Anthony Rizzo hesitated between third base and home. That’s the mistake he would highlight after the Cubs’ 3-2 extra-innings loss to the Cardinals on Wednesday.
“That’s on me,” Rizzo said of his 10th-inning baserunning gaffe. “It was up the middle, and I froze, and I should have just gone right away to stay out of the double play. And I didn’t, I messed up, and it’s just a bad feeling.”
Rizzo isn’t a speedster, but it would have at least been a close play at the plate. Instead, Ian Happ’s ground ball with runners on first and third led to a force out at second base and a futile run down between third and home.

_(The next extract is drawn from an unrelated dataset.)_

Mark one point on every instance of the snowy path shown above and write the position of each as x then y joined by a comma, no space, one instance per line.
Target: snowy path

Just like that, the score remained tied with two outs in the top of the inning. The Cubs would go on to lose in walk-off fashion, thanks to a game-winning RBI single from Cardinals catcher Yadier Molina.

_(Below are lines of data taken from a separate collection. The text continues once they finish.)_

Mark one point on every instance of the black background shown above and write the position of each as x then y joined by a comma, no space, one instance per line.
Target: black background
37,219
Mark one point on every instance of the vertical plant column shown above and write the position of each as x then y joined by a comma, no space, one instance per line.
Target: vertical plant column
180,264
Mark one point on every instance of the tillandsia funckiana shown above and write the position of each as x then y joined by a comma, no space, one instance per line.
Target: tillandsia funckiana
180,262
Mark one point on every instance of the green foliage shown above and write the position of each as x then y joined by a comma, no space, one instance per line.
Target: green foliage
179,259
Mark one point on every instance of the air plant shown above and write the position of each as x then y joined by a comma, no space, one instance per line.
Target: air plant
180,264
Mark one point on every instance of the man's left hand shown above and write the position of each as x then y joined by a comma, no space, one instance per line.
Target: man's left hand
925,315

“We, as a group, you know, left some guys stranded early on that we should have got in,” Cubs manager David Ross said. “We shouldn't have even been in that situation, to be honest with you.”

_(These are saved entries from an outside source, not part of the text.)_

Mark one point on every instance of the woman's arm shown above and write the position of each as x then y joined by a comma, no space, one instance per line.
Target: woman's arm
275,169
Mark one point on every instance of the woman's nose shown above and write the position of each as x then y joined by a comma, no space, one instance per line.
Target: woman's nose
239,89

He’s right. The Cubs went 1-for-14 with runners in scoring position in a tight game. But Rizzo’s mistake only highlighted the kind of funk he’s in.
“They’re just not coming,” Rizzo said of his recent results at the plate. “I feel fine, body feels fine. You’ve got to keep grinding, got to playing baseball. One little hit here, one little hit there, bloop single, could change it all on a second.”
Rizzo almost had that hit in the ninth inning with the bases loaded and score knotted at 2-2. He smoked a ground ball to the right side of the field, 103 mph off the bat. But St. Louis second baseman Tommy Edman knocked the ball down and threw to first for the final out of the frame.
“I feel really good in the cage, feel really good in (batting practice),” Rizzo said. “And today’s probably the best I’ve felt, and then I get to the game, it just didn't translate. So, when you get into ruts, you do whatever it takes.”
Rizzo, who has logged two hits in his past five games combined, even tried hitting without batting gloves in one plate appearance Thursday. It didn’t help.
“It's part of the game,” Cubs pitcher Kyle Hendricks said. “He handles it really better than anyone. The hard worker that he is, he's grinding, trying to figure it out, obviously. And you know it eats at him, but he's obviously going to come out of it.”